This, of course, begs the question of how much will the U.S. central bank be willing to “import’ global deflation (via the strength in the dollar) and in effect let other countries steal its sales?
Lapthorne and colleagues also note that U.S. corporate profits are falling even including energy. Of note, reported income is decreasing in the energy sector, but is also dropping in a variety of other sectors. Moreover, sectors that do not yet have negative EPS growth are only showing low single digit growth.
In addition to historical numbers coming in below most expectations, 2016 forecasts have also been slashed notably over the last 12 months. Not surprisingly, the largest downgrades have been seen in the Energy and Industrial Metals & Mining sectors. That said, beyond the known trouble spot sectors, projections for 2016 have been reduced across the board. The SG team does point to a couple of exceptions such as Retail and Health Care, but clearly 2016 is shaping up to be a year of slowing profit even if you throw out the energy sector.
They go on to hammer on the theme of the ills of a strong dollar paired with competitive devaluations elsewhere across the globe continuing to weaken U.S. profitability.

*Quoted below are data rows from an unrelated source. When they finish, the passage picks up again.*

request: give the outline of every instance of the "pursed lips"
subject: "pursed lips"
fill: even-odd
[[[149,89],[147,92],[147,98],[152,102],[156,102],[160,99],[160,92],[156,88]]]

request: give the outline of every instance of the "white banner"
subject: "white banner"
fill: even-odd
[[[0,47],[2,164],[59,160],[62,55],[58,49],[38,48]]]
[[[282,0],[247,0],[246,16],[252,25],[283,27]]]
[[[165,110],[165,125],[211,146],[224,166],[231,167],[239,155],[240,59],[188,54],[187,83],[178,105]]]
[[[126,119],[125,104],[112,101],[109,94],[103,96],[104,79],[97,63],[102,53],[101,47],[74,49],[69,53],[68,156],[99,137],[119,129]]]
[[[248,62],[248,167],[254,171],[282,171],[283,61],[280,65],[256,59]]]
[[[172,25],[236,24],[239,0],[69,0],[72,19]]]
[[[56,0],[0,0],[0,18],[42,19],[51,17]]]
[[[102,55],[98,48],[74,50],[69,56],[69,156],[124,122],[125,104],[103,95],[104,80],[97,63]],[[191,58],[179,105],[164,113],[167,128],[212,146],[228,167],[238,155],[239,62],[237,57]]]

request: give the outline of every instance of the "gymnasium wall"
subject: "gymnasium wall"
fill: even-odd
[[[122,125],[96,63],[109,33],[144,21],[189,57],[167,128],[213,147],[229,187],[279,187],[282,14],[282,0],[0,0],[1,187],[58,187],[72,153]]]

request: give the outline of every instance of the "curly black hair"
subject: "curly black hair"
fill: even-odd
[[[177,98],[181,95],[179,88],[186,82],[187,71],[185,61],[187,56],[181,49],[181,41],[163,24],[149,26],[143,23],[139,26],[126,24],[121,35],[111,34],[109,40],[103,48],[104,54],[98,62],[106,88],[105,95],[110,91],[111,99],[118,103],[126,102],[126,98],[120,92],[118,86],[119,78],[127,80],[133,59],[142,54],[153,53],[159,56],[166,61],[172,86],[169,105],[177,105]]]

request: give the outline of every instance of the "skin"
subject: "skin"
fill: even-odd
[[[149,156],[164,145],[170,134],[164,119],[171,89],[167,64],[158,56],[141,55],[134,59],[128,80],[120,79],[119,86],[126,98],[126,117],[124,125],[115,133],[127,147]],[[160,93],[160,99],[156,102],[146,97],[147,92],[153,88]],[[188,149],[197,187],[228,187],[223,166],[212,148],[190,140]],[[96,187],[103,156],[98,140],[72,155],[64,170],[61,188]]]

Economic statistics already show the downward pressure on U.S. import prices, initially courtesy of Japan, and now the Eurozone and soon the Chinese.
Lapthorne et al. explain the strong dollar dynamic: “Weak US import prices are a killer of US industrial profitability as volumes simply drop off a cliff if you are priced out of a global market and become uncompetitive at home; there is a clear correlation between the relative performance of industrial versus consumer services and US import prices.”